Former Boston-based Harvard Medical School Dean Jeffrey Flier, MD, waded into the debate over faculty candidate diversity statements this past weekend, calling the requirement "an affront to academic freedom," according to Inside Higher Ed.

Many universities, including UC Los Angeles, are requiring prospective faculty candidates to write diversity and inclusion statements, which describe their interest in and work on promoting equity, diversity and inclusion. A UCLA spokesperson told Inside Higher Ed the goal of such statements is to make the faculty candidate evaluation process more explicit and to "gain better information about a candidate's contributions to diversity and equal opportunity."

Here are four things to know:

1. Dr. Flier, who served as dean of Harvard Medical School from 2007-16, tweeted Nov. 11: "Requiring [diversity and inclusion] statements in applications for appointments and promotions is an affront to academic freedom, and diminishes the true value of diversity, equity of inclusion by trivializing it." His comments were in response to a recent article by the Foundation for Individual Rights in Education that similarly criticized the necessity and use of equity, diversity and inclusion — or EDI — statements.

2. Dr. Flier's comments drew both support and criticism from other academics in the field. Some responses cited Harvard's own issues with weighing diversity in admissions — an issue that's currently being decided by the U.S. Supreme Court.

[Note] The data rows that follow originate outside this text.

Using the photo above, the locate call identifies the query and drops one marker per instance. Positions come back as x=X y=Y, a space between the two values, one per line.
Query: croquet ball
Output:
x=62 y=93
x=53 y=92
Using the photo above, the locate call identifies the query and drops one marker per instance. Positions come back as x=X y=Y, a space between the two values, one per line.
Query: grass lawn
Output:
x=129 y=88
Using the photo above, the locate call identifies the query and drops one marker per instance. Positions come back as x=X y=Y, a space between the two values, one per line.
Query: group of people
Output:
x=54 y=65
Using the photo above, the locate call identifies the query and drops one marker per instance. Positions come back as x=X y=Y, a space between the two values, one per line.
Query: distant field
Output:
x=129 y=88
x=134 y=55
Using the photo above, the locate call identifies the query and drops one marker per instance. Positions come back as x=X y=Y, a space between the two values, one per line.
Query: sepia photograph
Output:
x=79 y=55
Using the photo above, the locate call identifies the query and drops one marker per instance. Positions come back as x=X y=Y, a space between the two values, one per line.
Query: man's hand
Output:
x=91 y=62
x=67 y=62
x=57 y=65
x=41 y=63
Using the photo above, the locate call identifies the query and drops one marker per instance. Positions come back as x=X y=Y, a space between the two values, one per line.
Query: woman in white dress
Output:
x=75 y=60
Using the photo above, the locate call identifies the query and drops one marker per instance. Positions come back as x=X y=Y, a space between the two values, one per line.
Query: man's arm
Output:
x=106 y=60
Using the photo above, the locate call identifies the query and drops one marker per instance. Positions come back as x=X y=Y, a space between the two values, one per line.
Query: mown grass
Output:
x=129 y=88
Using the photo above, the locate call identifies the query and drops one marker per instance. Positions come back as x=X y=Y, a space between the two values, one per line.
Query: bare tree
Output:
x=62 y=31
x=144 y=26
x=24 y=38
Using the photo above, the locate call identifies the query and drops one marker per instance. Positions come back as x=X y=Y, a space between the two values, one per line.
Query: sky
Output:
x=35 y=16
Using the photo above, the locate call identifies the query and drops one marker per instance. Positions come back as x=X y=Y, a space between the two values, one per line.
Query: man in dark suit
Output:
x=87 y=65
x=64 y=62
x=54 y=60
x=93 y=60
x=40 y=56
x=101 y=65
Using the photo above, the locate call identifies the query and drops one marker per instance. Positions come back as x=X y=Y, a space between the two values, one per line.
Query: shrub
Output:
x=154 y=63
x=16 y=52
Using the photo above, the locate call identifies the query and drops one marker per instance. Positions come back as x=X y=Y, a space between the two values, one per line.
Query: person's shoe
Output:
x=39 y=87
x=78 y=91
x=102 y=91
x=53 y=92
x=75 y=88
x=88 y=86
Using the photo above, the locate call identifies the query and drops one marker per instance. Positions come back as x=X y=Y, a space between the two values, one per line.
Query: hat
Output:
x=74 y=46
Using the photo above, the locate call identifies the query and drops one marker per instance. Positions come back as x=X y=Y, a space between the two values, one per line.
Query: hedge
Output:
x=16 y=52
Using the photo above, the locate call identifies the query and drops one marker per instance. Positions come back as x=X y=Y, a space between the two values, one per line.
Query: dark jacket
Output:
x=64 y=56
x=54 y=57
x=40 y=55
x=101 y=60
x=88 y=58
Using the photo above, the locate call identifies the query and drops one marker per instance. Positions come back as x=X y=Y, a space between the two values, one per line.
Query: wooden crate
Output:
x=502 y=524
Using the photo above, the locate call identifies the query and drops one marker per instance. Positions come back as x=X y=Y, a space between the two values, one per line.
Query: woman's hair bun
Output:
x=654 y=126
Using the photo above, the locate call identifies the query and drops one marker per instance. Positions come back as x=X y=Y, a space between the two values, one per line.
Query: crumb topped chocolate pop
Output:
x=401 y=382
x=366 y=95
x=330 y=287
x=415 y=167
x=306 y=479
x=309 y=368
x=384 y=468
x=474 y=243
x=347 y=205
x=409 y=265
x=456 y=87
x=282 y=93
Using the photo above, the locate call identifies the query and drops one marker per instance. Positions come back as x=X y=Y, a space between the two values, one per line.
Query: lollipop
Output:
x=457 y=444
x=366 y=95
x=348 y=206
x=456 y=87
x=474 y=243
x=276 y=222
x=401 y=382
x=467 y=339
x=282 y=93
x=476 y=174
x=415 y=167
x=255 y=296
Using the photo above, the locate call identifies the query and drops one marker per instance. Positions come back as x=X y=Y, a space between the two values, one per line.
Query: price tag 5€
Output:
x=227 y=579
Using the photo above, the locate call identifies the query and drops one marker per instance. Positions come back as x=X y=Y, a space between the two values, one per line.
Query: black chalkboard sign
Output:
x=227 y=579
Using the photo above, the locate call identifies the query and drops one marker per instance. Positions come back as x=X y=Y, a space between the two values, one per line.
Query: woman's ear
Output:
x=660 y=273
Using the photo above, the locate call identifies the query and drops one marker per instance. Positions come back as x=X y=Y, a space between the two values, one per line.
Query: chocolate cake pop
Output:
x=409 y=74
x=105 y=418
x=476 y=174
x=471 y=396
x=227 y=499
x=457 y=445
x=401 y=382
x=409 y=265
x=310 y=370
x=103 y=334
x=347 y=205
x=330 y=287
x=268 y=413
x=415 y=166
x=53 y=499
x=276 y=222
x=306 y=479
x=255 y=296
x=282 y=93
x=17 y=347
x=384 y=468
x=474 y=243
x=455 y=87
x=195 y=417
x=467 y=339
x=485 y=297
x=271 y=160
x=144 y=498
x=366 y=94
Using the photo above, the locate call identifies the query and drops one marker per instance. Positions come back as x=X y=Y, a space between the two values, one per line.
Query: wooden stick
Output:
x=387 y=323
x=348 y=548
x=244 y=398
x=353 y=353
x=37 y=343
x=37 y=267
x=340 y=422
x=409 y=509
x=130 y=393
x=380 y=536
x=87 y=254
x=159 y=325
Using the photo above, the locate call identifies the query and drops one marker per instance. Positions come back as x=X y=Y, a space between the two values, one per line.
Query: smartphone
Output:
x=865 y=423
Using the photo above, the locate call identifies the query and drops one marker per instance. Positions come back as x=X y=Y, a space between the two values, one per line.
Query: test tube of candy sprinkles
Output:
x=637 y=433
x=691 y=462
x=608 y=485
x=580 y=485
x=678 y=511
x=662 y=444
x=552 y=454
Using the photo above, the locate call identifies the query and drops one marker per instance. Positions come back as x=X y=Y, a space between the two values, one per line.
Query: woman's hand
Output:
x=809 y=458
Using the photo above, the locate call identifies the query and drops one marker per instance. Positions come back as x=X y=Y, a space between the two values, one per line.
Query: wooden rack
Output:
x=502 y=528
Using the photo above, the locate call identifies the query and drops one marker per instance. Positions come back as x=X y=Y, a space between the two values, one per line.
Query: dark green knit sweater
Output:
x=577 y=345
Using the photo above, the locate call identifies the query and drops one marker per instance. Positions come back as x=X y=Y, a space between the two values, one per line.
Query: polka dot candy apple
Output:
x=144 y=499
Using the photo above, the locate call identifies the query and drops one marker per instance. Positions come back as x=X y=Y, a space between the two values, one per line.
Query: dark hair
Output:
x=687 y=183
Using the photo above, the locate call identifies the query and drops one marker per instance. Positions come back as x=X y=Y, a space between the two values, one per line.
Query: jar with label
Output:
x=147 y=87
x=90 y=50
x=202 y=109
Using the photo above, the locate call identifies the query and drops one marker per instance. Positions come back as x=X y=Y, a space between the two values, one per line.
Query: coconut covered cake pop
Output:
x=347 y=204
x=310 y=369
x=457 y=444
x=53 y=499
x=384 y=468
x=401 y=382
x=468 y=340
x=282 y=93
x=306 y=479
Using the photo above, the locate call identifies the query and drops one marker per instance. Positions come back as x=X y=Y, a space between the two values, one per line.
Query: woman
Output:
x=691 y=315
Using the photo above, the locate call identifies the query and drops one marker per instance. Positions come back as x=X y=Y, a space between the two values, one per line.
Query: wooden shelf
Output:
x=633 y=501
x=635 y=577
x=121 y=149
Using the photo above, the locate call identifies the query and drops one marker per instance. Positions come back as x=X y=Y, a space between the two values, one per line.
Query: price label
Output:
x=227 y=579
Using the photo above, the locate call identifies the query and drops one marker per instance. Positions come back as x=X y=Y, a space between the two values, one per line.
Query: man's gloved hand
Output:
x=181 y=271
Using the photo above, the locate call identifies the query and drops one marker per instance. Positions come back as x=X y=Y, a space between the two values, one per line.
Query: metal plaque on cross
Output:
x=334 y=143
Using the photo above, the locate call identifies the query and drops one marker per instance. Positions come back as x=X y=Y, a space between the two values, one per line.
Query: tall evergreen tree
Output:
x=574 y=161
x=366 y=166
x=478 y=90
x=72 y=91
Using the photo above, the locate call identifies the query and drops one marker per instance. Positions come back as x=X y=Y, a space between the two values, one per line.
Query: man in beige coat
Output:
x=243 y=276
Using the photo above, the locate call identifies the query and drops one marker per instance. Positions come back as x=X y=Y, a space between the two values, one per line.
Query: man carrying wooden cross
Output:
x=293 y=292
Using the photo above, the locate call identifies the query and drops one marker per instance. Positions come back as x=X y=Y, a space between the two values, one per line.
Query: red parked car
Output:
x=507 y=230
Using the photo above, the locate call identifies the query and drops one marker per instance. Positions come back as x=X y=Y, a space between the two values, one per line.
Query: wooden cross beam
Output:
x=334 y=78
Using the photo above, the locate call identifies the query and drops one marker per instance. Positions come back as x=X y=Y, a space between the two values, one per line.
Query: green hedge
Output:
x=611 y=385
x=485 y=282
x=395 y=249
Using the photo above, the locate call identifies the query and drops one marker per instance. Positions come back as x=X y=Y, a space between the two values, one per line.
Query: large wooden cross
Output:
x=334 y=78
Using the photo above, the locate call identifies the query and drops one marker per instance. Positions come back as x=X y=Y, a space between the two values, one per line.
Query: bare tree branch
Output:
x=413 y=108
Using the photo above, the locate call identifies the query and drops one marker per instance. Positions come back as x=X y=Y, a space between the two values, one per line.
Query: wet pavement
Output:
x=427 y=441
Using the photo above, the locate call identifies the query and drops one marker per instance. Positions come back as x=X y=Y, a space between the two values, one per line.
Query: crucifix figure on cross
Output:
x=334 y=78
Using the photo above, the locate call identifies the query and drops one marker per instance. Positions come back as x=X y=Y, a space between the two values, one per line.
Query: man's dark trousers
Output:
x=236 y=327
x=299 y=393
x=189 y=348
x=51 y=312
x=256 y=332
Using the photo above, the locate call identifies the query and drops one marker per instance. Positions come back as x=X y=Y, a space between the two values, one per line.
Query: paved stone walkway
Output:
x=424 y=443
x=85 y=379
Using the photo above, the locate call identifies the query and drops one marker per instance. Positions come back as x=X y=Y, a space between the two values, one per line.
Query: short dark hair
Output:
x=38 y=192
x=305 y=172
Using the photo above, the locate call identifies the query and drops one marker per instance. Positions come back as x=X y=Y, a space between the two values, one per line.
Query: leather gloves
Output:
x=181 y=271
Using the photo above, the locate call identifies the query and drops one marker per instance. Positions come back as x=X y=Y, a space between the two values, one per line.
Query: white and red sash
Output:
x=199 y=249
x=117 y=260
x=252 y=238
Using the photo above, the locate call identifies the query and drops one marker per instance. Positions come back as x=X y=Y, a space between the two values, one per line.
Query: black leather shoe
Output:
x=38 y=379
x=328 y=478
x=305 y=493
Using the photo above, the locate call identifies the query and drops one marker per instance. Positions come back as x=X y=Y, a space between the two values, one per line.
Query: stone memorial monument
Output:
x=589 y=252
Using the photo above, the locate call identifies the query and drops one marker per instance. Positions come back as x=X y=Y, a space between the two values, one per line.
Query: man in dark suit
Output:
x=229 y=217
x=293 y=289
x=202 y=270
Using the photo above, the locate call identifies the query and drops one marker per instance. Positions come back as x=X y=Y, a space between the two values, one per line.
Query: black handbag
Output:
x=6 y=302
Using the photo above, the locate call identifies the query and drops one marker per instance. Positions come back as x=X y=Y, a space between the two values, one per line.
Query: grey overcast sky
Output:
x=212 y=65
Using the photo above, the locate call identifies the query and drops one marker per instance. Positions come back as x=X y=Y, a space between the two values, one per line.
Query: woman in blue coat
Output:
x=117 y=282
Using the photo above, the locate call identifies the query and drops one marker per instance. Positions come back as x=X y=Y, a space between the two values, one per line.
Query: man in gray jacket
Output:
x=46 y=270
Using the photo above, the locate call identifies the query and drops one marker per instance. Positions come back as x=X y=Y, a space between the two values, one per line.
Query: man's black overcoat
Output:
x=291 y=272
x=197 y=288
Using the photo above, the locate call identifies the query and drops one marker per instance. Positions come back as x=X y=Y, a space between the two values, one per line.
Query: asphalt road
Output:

3. In a Nov. 11 email to Insider Higher Ed, Dr. Flier said the reaction to his initial tweet was "vastly bigger than any [reaction] I had before," and that many of the negative commenters "missed the point, and misunderstood why I was taking the view that I did." He said his primary issue with such statements is that the faculty hiring process, which "should mainly be an objective evaluation of a faculty member's accomplishments and reputation will now potentially be influenced by a politically contentious set of factors that will likely be gamed. And even more, this opens up academic assessment to even further inroads from political influences, which was well known in prior history."

4. However, the UCLA spokesperson told the publication EDI statements do not alter the main criteria for evaluating faculty candidates and that the practice "differs little from comparable requirements throughout higher education for a teaching statement or statement of research interests."